Isaac Newton vs. millions of Japanese teens

Posted 07.02.2014

Less than 1% of languages have spontaneously developed a visual form. Most languages have never been written, and even English became a written language only relatively recently. Far fewer languages have developed their own writing system–almost all of them have adapted and borrowed their writing system from other languages.

There is clearly something inherently verbal about language that has made visual representations so rare. Despite the absence of language visualizations historically, it’s a hot topic now. That’s because people need to find ways to represent human communication at never-before-seen scales. The cutting edge was on display at the Workshop on Interactive Language Learning, Visualization, and Interfaces at the Annual Meeting of the Association for Computational Linguistics in Baltimore, last week.

We are proud to have sponsored the workshop by awarding travel grants (see announcement for more details).

ACL 2014. Language visualization in Baltimore.

ACL 2014. Language visualization in Baltimore has not been this popular since The Wire

Isaac Newton vs. millions of Japanese teens

Visualizing language is complicated. See our post on Petulant Punctuation where even the humble period “.” at the end of a communication can drastically change its tone. It is also very beautiful and diverse. See our post in 7 Awesome Non-English Punctuation Symbols You Need. And punctuation is just the smallest step beyond visual representation of verbal speech.

When we look at other symbols in language, it gets messy very quickly. As I have said before, I believe that Unicode is the most sophisticated visualization framework, ever. The characters render across phones, tablets and computers, globally. The characters are as intelligible on a tiny phone display as they are on the giant screens in stadiums.

It is easy to forget that the Unicode standard did just not appear on our devices by magic. It is the result of a small number of very smart people. If you look at http://unicode-table.com/, every ordering of charters and mapping to binary forms was a conscious decision. For a short time, I was a liaison to the Unicode Consortium, which is the organization that decides on the standard for gets to officially become a character in digital communications. My influence on the current standard is near zero, and I was mainly a passive observer on email chains where many decisions were made. However, I was witness to when Japanese ‘emoji’ were being added to the standard. This taught me how complicated and tense the process could be.

Emoji are picture characters that are particularly popular in Japan, especially among teenagers using phones. In the last few years they are becoming more widespread. Some examples that should display in your browser are: ⚔⚘☃☂.

As Wikipedia puts it, “[the addition of Emoji] went through a long series of commenting by members of the Unicode Consortium and national standardization bodies of various countries”.

This is true, but “a long series of commenting” fails to capture the intensity of the actual debate. I took a few hundreds emails sent on Unicode mailing list about emoji, and compared them to emails on the list from the same period that were not about emoji. So, to get very meta, I created a language visualization of the discussions around emoji’s inclusion in the Unicode standard. Here are the words that were most indicative of the conversations about emoji vs. other topics (using point-wise mutual information):

The keywords used by the Unicode Consortium when debating the inclusion Emoji into the Unicode standard.

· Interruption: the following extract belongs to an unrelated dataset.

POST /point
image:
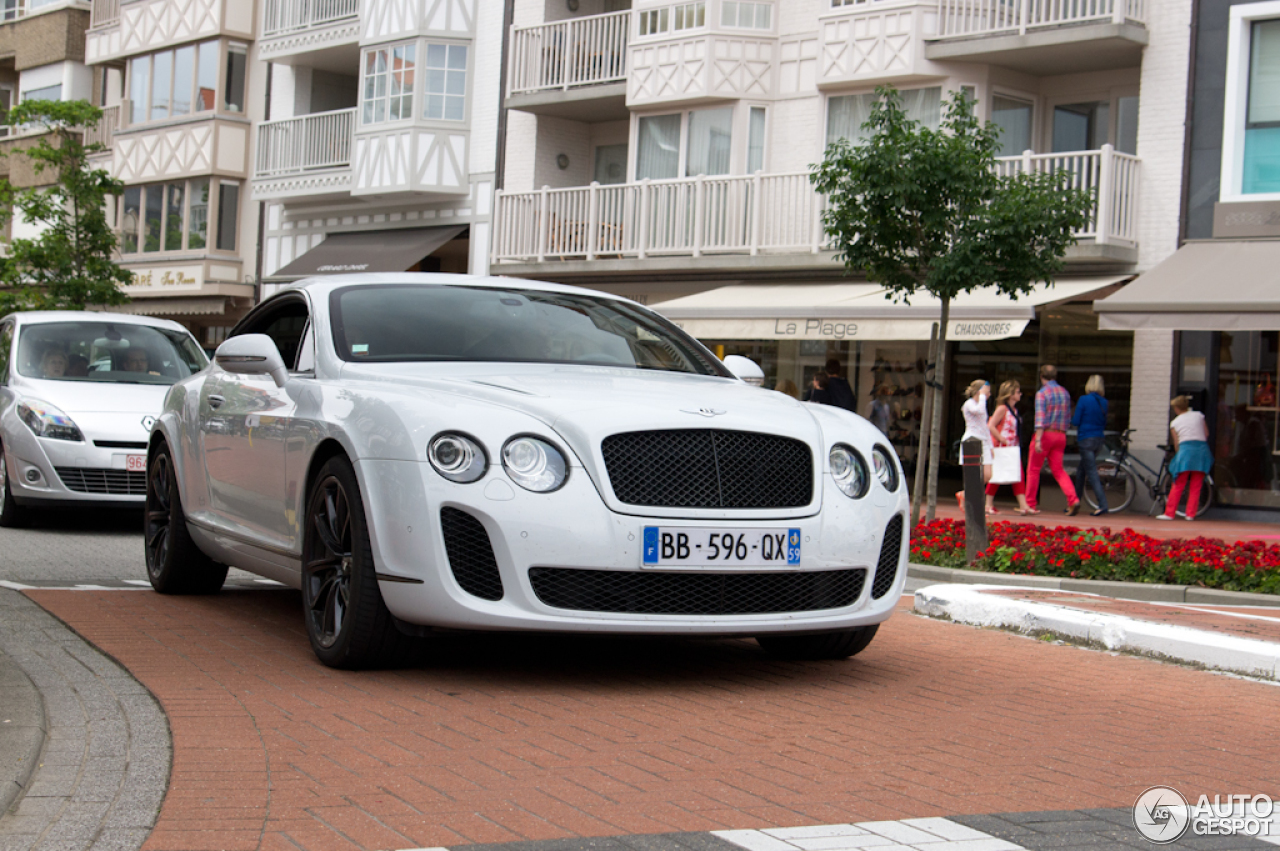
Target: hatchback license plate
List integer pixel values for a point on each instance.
(705, 547)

The keywords used by the Unicode Consortium when debating the inclusion Emoji into the Unicode standard.

“Specious”, “stupid”, “abuse”. It’s not surprisingly that the word ‘emoji’ was popular in the discussions, but clearly there was blood on the walls in the debate about whether cute icons should be considered language.

Isaac Newton’s notebooks were being encoded at the same time. I attend the meeting where the Unicode standards for Newton’s symbols were debated, fittingly under the biggest apple possible: Apple’s headquarters. There was one particular symbol that occurred only once: a handwritten scrawl that probably related to an element and/or valence, but the meaning was lost in time. The final standard and symbols can be seen at the The Chymistry of Isaac Newton.

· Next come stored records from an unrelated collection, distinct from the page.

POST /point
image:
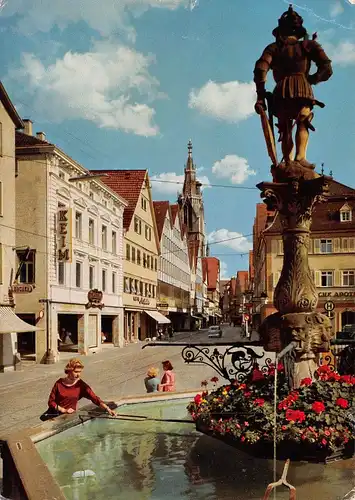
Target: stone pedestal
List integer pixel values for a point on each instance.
(295, 296)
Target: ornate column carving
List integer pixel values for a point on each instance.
(295, 296)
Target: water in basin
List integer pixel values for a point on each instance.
(159, 460)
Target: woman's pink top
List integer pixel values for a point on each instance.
(68, 396)
(167, 382)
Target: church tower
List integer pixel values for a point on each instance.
(191, 212)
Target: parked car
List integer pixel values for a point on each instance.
(215, 331)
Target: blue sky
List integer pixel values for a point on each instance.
(126, 84)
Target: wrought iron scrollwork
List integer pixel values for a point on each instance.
(235, 363)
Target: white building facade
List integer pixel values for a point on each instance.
(77, 278)
(174, 276)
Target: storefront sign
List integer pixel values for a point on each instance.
(22, 288)
(95, 299)
(336, 294)
(64, 236)
(141, 300)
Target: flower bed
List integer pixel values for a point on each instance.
(312, 422)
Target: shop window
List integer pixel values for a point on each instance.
(348, 278)
(91, 232)
(91, 277)
(78, 225)
(27, 260)
(327, 278)
(326, 246)
(78, 274)
(61, 273)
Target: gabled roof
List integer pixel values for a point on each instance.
(128, 184)
(210, 266)
(160, 210)
(29, 141)
(10, 108)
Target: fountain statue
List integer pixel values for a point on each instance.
(295, 190)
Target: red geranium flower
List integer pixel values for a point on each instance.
(306, 381)
(318, 407)
(343, 403)
(259, 401)
(295, 415)
(198, 399)
(257, 375)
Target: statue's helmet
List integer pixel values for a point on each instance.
(290, 23)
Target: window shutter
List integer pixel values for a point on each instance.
(316, 246)
(345, 244)
(336, 245)
(337, 278)
(280, 247)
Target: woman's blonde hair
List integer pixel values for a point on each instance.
(72, 365)
(152, 372)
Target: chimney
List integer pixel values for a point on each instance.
(28, 127)
(41, 136)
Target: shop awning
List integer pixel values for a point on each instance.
(11, 323)
(159, 318)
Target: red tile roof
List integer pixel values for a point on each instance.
(211, 267)
(326, 216)
(128, 184)
(10, 108)
(160, 209)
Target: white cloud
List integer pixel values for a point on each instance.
(223, 270)
(230, 239)
(234, 168)
(336, 9)
(343, 53)
(230, 101)
(105, 16)
(170, 183)
(110, 86)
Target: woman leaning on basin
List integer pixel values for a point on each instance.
(67, 391)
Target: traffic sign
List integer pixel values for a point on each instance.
(329, 305)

Compare the debate around emoji, used by millions of people daily, to the debate around a symbol of unknown meaning that occurred exactly once in human history. And that debate was…

Sir Isaac Newton

Sir Isaac Newton

… crickets. There was no argument at all. The only debate was whether this one mystery symbol was truly unique or a variant representation of another symbol. For some reason, it held higher status than millions of messages sent each day by teenagers, at least in terms of a standard, but it was difficult to pin down exactly why people have such strong, and conflicting, views about how to best represent language.

Because it’s hard

In Marti Hearst’s presentation at the workshop, she offered this simple explanation for why visualizations for language have not been standardized and why interfaces for search engines have barely changed in the last decade:

“Because it is hard”

The debate around emoji, and lack thereof around Newton’s scribbling, from the leading experts show how this is true.

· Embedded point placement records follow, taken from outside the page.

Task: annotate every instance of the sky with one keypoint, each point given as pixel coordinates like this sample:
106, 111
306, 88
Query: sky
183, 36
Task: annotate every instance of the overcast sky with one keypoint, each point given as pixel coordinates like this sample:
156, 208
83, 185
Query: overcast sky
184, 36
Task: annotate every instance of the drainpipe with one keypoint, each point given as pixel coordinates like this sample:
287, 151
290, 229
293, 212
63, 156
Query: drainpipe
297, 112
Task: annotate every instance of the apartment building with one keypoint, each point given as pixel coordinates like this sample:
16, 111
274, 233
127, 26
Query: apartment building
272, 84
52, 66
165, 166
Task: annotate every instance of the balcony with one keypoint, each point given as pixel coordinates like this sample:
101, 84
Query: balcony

Workshopping what language looks like

The Workshop on Interactive Language Learning, Visualization, and Interfaces tackled this complicated topic from a number of directions.

It was interesting to see both incredible variety and imagination alongside a difficulty in rising above the simple ‘word cloud’ for topics. This was one of the fieriest debates that was repeated through the day: broadly, people offering variations on word cloud technologies, and people offering arguments about why word clouds are not an effective tool for conveying information–the ’3D pie chart’ of text visualization, as some would claim.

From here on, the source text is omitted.